Der Arzt Etzel Gysling aus Wil SG, Herausgeber der Fachzeitschrift «Pharmakritik», geht mit solchen Heften hart ins Gericht. Er spricht von «Pseudoinformation»: «Diese Produkte dienen in erste Linie der finanziellen Gesundheit der Firmen und Agenturen und nicht der Gesundheit der Bevölkerung.» Max Trossmann, Vizepräsident des Schweizer Presserates, sagt: «Es geht da nicht um Journalismus, sondern um Werbung.» Und David Sieber, Chefredaktor der Fachzeitschrift «Schweizer Journalist», kritisiert: «Bei diesen Produkten wird Journalismus vorgetäuscht.»
Zum Vergleich: Beim Gesundheitstipp sind Redaktion und Inserateabteilung strikt getrennt. Journalisten beschaffen sich die Informationen nach den neuesten medizinischen Erkenntnissen – unabhängig von den Interessen der Firmen und Behörden. Es erscheinen keine Artikel, die von Vertretern der Gesundheitsindustrie finanziert sind.
Anzeigekunden kennen redaktionelle Themen
Mecaso entgegnet, «My Health» biete «profunde Informationen», die meist von medizinischen Fachleuten stammen oder von ihnen bestätigt würden. «My Health» informiere auch über Medikamente und Behandlungen, die sich als kontraproduktiv erwiesen hätten oder deren Wirkung nicht nachgewiesen sei. Die redaktionellen Texte seien klar von Inseraten getrennt. Auf der Website von «My Health» seien zusätzliche Informationen zu Eisenmangel und Schlafapnoe aufgeschaltet. Niedrig dosierte Johanniskrautpräparate könne man in der Apotheke ohne Rücksprache mit einem Arzt kaufen.

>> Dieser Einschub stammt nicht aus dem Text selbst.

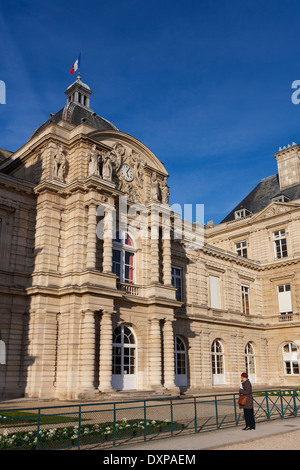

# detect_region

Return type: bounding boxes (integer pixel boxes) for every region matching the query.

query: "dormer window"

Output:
[272,194,289,202]
[234,209,251,219]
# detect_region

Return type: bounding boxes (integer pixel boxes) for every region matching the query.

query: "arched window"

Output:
[0,339,6,364]
[282,343,299,375]
[112,232,135,284]
[175,336,187,387]
[211,339,225,385]
[245,342,256,382]
[112,325,137,390]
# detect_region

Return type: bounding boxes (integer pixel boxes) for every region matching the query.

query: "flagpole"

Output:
[77,52,81,80]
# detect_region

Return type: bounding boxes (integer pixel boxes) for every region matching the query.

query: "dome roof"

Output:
[29,76,118,140]
[29,103,118,140]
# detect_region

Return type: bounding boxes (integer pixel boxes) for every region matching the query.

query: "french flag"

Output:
[70,56,80,75]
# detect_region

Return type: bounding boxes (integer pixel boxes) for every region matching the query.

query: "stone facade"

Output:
[0,79,300,399]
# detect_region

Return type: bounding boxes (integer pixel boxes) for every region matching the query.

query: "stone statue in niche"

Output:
[151,172,159,201]
[131,150,145,188]
[53,144,67,182]
[161,178,170,204]
[89,144,101,176]
[110,142,126,173]
[102,152,113,181]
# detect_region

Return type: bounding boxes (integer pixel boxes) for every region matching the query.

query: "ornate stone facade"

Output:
[0,81,300,399]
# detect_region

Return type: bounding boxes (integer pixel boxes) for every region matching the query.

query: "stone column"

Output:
[163,319,179,392]
[86,203,97,269]
[103,211,113,273]
[150,205,159,284]
[79,310,95,397]
[148,317,162,390]
[98,310,113,392]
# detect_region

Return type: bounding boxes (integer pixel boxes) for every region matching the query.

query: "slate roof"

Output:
[29,102,118,140]
[220,174,300,224]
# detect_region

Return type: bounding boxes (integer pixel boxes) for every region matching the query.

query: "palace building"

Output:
[0,76,300,399]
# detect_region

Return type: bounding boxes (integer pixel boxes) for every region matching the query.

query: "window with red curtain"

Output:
[113,232,135,284]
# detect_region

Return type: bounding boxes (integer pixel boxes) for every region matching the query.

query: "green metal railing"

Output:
[0,390,300,450]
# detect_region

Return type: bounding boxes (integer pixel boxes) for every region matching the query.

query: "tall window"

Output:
[112,232,135,284]
[282,343,299,375]
[245,343,255,377]
[0,340,6,364]
[175,336,186,375]
[235,240,247,258]
[175,336,187,387]
[172,267,182,302]
[211,339,224,375]
[241,285,250,315]
[273,230,287,259]
[209,276,220,308]
[277,284,293,315]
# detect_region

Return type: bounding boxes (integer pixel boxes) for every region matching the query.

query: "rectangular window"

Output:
[209,276,220,308]
[124,251,134,284]
[273,230,288,259]
[172,267,182,302]
[242,286,250,315]
[277,284,293,315]
[234,209,251,219]
[235,240,247,258]
[112,250,122,282]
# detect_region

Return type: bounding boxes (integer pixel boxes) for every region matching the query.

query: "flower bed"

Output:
[0,418,184,450]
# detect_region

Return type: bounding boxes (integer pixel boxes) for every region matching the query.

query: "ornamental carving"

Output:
[88,142,169,204]
[52,144,68,182]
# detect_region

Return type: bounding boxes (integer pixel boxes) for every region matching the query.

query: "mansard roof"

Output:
[221,174,300,223]
[29,103,118,140]
[29,75,118,140]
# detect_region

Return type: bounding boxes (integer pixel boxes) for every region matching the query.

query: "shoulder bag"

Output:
[238,395,248,406]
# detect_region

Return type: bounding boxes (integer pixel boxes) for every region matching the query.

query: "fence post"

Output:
[233,394,239,426]
[144,400,147,441]
[215,395,219,429]
[279,390,284,418]
[78,405,81,450]
[265,391,271,421]
[36,408,41,450]
[194,397,198,433]
[170,398,174,436]
[113,402,117,447]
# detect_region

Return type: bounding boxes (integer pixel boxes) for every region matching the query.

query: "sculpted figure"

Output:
[131,150,145,188]
[161,178,170,204]
[53,144,67,181]
[102,152,113,181]
[110,142,125,172]
[151,172,159,201]
[89,144,100,176]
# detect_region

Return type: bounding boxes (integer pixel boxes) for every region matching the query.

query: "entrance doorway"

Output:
[112,325,137,390]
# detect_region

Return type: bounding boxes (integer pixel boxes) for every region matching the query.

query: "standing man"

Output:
[239,372,255,431]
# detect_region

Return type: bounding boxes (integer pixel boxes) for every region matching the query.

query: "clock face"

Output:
[121,165,133,181]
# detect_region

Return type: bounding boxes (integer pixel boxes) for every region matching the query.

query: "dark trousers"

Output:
[244,408,255,428]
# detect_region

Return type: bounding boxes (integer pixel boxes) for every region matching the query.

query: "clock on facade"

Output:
[121,165,133,181]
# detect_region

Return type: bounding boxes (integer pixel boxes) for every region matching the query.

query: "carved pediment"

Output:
[88,133,169,204]
[251,202,300,222]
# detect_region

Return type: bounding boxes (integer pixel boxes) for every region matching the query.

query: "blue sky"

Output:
[0,0,300,223]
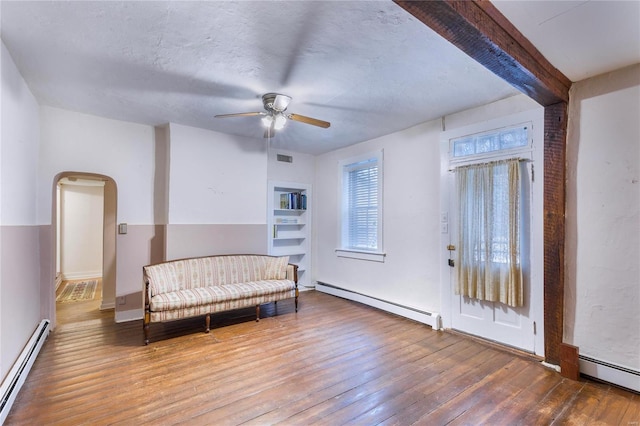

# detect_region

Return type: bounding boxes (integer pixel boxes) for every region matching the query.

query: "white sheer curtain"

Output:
[455,159,523,307]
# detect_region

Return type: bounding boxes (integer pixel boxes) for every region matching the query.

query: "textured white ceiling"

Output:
[0,0,637,154]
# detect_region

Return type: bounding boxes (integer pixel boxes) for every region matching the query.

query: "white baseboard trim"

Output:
[116,309,144,322]
[62,271,102,281]
[0,319,51,425]
[316,282,442,330]
[578,355,640,392]
[100,301,116,311]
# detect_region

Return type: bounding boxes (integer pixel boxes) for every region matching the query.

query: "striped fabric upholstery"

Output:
[144,256,289,297]
[144,255,296,321]
[150,280,294,311]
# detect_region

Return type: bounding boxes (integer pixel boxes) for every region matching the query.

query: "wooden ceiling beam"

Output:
[394,0,571,106]
[394,0,571,365]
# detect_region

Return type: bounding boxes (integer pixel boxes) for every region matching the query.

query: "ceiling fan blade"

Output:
[264,121,276,139]
[273,94,291,111]
[287,114,331,129]
[214,112,266,118]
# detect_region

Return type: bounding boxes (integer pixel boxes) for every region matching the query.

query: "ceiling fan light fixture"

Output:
[273,114,287,130]
[262,114,273,127]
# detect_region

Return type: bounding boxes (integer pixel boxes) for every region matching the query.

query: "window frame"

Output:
[336,150,385,262]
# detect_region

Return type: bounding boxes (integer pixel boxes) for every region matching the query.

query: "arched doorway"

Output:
[50,172,117,327]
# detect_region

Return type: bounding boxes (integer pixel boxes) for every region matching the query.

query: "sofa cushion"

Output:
[149,280,295,312]
[263,256,289,280]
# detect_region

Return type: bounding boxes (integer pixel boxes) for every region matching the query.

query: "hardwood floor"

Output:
[6,291,640,425]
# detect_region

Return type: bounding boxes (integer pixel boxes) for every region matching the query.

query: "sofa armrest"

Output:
[287,263,298,286]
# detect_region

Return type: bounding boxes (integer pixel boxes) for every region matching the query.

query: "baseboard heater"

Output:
[0,320,50,425]
[578,355,640,392]
[316,281,442,330]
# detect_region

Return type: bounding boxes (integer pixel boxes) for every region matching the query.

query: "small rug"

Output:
[56,280,98,303]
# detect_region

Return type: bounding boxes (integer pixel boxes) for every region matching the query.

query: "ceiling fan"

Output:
[215,93,331,138]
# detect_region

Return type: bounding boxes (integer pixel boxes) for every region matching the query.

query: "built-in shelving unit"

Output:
[268,181,311,290]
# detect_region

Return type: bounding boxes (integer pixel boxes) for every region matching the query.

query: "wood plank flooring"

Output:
[6,291,640,425]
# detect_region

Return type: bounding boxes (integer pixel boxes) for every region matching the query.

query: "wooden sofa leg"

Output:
[142,309,151,345]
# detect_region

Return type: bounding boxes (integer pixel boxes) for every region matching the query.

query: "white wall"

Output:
[564,65,640,371]
[59,182,104,280]
[0,43,42,379]
[166,123,267,259]
[169,123,267,224]
[38,106,155,224]
[312,120,441,312]
[267,148,316,185]
[37,106,156,322]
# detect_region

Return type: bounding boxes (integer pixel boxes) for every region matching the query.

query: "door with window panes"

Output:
[449,125,535,352]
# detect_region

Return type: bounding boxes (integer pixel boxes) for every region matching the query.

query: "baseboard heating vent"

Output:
[316,281,442,330]
[0,320,50,425]
[578,355,640,392]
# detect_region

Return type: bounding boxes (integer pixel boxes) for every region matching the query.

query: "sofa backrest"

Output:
[144,255,289,296]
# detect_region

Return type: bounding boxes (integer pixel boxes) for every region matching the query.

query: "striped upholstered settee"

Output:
[142,254,298,344]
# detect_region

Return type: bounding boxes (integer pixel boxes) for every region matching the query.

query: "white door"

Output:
[449,158,535,352]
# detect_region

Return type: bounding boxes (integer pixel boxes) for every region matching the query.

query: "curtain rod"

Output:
[448,157,533,172]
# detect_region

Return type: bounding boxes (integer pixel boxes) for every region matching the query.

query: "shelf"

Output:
[267,181,312,286]
[272,247,307,256]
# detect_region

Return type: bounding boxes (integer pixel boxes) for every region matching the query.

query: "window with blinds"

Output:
[341,152,382,252]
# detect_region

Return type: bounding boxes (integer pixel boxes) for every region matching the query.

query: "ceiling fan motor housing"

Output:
[262,93,291,112]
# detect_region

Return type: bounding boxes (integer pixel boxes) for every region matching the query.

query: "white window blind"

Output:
[338,151,382,257]
[345,158,378,250]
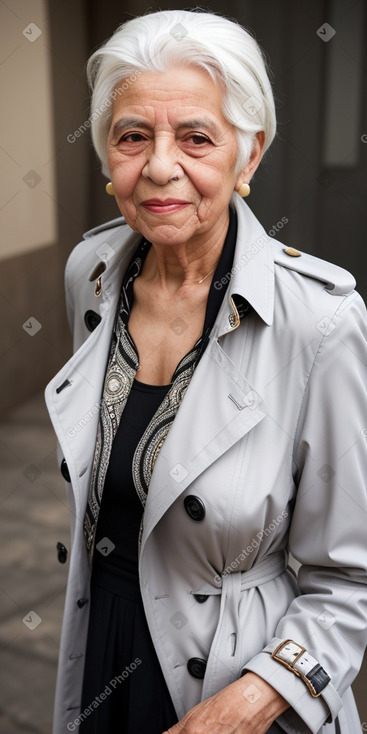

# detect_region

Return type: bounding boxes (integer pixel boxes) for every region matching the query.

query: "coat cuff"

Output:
[241,640,343,734]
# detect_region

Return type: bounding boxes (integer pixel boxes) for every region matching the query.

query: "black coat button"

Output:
[184,494,205,522]
[84,310,102,331]
[187,658,206,678]
[60,459,71,482]
[56,542,68,563]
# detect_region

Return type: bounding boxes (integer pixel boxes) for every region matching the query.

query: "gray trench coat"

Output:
[46,194,367,734]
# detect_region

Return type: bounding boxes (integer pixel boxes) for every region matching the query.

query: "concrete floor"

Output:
[0,393,367,734]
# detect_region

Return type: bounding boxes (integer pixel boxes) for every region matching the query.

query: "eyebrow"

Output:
[112,117,220,139]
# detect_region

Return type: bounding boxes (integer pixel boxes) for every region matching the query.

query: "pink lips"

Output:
[141,199,191,214]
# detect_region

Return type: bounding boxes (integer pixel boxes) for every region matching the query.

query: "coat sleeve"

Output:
[243,292,367,734]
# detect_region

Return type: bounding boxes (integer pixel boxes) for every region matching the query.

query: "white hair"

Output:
[87,9,276,176]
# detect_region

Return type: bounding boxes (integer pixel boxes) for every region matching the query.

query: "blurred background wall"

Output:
[0,0,367,411]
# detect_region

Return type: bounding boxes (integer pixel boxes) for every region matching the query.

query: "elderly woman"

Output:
[46,11,367,734]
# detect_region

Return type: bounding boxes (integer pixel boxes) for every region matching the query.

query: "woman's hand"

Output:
[163,672,289,734]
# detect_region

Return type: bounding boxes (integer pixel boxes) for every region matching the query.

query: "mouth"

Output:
[141,199,191,214]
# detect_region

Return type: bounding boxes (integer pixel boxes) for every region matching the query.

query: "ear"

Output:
[235,130,265,190]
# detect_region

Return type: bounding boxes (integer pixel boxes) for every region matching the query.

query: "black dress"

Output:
[81,209,244,734]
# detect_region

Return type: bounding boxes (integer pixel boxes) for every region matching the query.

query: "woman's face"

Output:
[107,67,243,250]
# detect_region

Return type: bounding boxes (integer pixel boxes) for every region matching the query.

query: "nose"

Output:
[142,137,185,186]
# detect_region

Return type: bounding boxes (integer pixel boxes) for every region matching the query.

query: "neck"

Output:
[143,210,229,293]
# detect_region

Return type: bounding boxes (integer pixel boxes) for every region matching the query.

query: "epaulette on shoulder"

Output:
[272,241,356,296]
[83,217,126,240]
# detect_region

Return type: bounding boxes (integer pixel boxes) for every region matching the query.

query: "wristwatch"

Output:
[264,640,331,698]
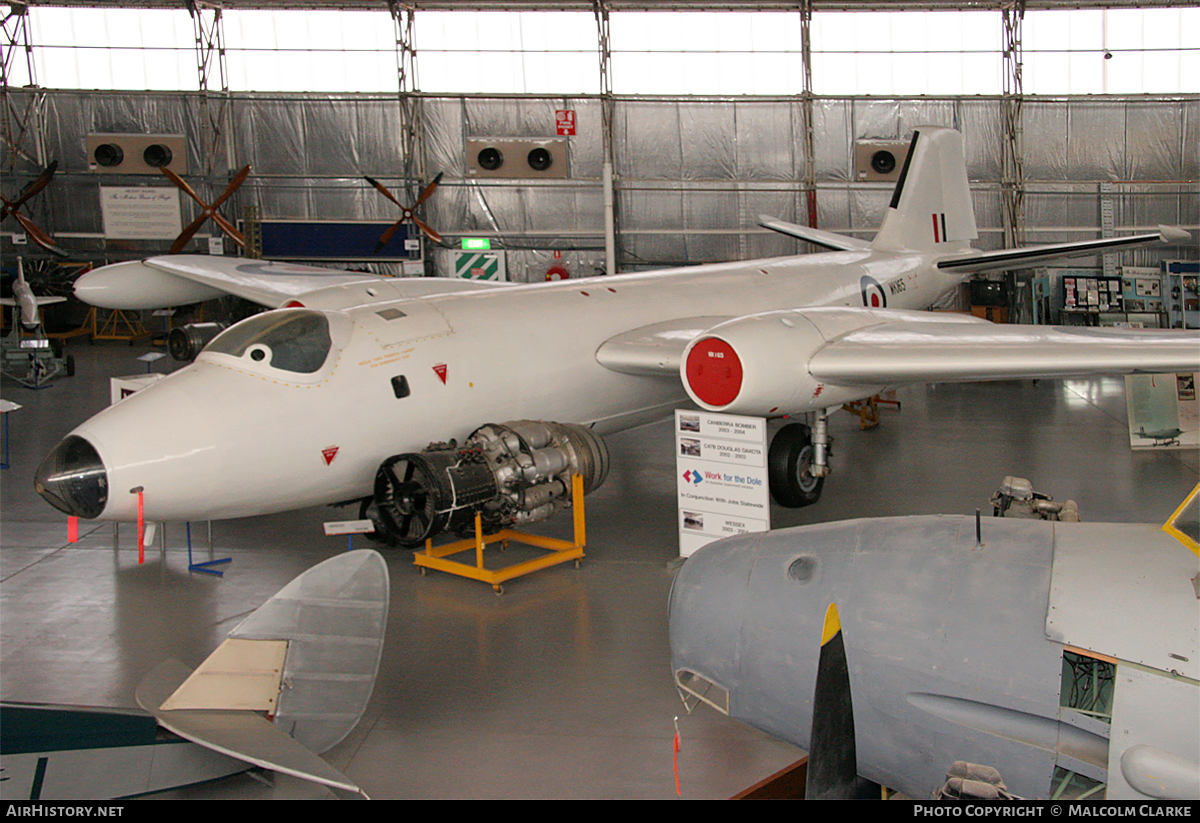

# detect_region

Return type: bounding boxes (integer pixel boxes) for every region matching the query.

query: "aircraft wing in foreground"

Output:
[670,492,1200,800]
[0,549,389,800]
[36,127,1200,545]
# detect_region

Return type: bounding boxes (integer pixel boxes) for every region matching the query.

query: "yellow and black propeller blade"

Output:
[804,603,880,800]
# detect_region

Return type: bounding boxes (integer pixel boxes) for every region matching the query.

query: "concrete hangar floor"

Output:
[0,343,1198,799]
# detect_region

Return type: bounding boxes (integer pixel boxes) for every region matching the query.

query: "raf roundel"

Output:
[858,275,888,308]
[686,337,742,408]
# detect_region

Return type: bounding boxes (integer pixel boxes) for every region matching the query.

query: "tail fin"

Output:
[871,126,978,252]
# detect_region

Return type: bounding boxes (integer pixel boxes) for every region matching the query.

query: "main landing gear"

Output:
[767,409,829,509]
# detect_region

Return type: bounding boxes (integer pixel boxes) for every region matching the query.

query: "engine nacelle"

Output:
[374,420,608,548]
[167,323,229,362]
[679,308,894,416]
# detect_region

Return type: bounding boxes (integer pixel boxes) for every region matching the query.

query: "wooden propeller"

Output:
[0,161,67,257]
[366,172,442,254]
[158,166,250,254]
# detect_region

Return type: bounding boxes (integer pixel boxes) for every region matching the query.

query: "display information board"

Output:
[100,186,184,240]
[676,409,770,557]
[1126,372,1200,449]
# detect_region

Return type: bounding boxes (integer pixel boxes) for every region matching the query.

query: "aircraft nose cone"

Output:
[34,434,108,518]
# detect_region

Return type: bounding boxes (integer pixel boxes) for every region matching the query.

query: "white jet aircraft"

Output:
[36,127,1200,545]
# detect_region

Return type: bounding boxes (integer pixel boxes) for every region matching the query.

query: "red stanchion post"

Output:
[130,486,146,566]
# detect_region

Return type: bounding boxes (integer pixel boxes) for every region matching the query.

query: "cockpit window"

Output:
[205,308,334,374]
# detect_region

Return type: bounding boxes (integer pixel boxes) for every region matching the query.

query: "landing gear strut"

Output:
[767,410,829,509]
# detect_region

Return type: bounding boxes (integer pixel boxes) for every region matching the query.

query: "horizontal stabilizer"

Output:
[758,215,871,252]
[809,322,1200,385]
[937,226,1192,274]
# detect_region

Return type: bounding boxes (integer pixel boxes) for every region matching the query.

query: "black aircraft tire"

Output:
[767,423,824,509]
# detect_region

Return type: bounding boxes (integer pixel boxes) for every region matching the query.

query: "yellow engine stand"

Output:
[413,474,587,595]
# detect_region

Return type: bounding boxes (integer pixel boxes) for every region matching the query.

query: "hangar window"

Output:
[204,308,332,374]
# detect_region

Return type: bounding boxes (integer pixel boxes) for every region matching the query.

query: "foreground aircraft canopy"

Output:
[0,551,390,800]
[36,127,1200,545]
[670,492,1200,800]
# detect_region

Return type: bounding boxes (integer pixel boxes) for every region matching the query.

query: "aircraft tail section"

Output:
[871,126,978,252]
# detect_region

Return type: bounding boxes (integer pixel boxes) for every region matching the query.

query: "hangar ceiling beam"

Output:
[592,0,618,275]
[1001,0,1025,248]
[186,0,235,175]
[388,0,426,203]
[11,0,1195,12]
[0,2,46,173]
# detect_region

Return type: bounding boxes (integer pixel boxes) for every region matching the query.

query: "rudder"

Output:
[871,126,978,252]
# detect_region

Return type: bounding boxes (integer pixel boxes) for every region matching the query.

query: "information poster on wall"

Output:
[1126,372,1200,449]
[100,186,182,240]
[676,410,770,557]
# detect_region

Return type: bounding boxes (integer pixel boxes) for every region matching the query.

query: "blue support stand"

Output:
[187,522,233,577]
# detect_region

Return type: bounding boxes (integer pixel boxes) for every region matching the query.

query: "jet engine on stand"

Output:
[366,420,608,548]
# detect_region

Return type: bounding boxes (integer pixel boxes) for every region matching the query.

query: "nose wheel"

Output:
[767,423,829,509]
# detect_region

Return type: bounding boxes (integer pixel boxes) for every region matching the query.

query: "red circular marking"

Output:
[686,337,742,407]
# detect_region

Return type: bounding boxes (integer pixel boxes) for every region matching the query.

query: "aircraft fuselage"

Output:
[42,251,959,521]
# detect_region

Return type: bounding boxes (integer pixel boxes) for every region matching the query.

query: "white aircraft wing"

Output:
[74,254,506,311]
[809,320,1200,385]
[937,226,1192,274]
[596,307,1200,405]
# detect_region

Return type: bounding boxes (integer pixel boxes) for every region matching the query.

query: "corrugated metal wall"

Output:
[4,90,1200,280]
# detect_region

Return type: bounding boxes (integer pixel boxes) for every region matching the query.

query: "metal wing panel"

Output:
[809,322,1200,385]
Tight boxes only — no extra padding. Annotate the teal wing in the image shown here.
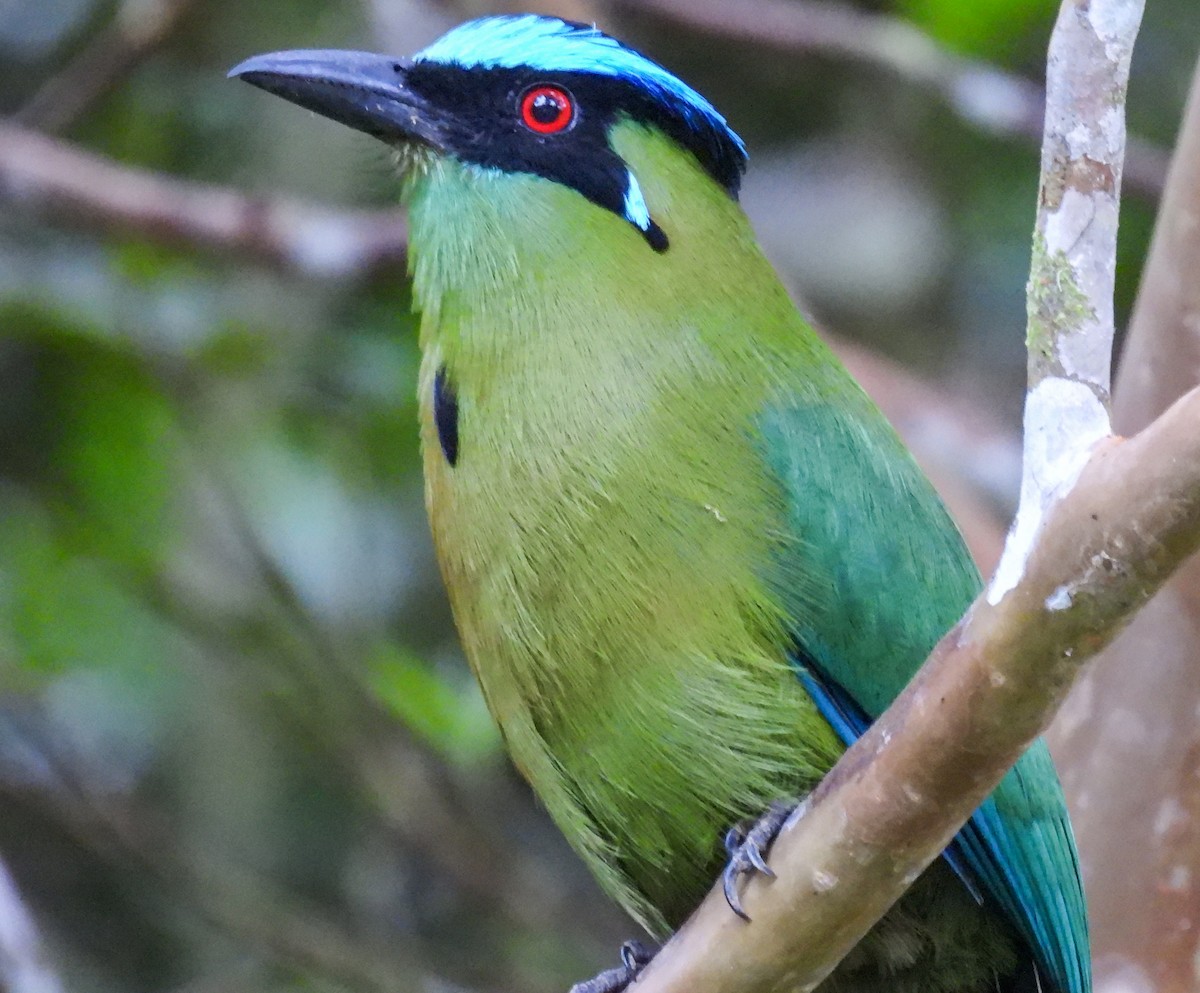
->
[762,384,1091,993]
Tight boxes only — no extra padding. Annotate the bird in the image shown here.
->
[229,14,1091,993]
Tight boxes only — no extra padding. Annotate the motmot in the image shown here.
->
[230,14,1091,993]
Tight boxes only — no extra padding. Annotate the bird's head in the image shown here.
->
[229,14,746,252]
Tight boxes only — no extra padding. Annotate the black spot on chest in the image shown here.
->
[433,366,458,465]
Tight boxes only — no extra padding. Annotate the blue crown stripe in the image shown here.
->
[414,14,746,163]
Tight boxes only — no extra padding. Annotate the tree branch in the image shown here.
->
[1048,42,1200,993]
[638,0,1147,993]
[607,0,1168,198]
[0,122,407,278]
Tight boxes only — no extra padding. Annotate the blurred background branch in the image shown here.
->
[0,122,406,279]
[16,0,199,132]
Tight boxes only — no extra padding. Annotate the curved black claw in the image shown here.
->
[721,800,798,921]
[570,941,655,993]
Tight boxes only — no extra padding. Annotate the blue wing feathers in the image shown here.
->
[797,642,1091,993]
[761,395,1091,993]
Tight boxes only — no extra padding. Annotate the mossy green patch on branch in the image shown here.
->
[1025,231,1096,372]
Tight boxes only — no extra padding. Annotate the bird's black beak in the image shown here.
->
[229,49,443,149]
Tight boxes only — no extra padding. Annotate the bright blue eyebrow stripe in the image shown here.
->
[414,14,745,155]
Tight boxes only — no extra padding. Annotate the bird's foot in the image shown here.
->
[570,941,654,993]
[721,800,799,921]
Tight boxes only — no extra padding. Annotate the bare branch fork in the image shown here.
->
[637,0,1161,993]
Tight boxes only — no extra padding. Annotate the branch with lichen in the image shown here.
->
[1048,40,1200,993]
[638,0,1161,993]
[605,0,1166,197]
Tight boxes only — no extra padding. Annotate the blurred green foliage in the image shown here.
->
[0,0,1200,991]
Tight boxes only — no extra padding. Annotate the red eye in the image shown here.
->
[521,86,575,134]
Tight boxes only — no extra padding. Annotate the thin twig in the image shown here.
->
[0,124,407,278]
[606,0,1168,198]
[14,0,197,132]
[1049,48,1200,993]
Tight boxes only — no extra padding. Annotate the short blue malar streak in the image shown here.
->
[625,173,650,231]
[234,14,1091,993]
[416,16,1090,993]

Die Healthcare Consulting Group gibt zu, die Redaktion der Zeitschrift «Astrea Apotheke» teile ihre Themen «selbstverständlich» im Voraus den Anzeigekunden mit. Dennoch sei die Redaktion «unabhängig und frei». Samuel Stutz sagt, er verkaufe Müesli und andere Produkte, weil ihn Leser nach empfehlenswerten Produkten gefragt hätten. Seine Leser hätten «beste Erfahrungen» mit TENS-Geräten gemacht. Der Preis des Müeslis ergebe sich aus dem relativ teuren Einkaufspreis von Zutaten wie Weizenkeimen.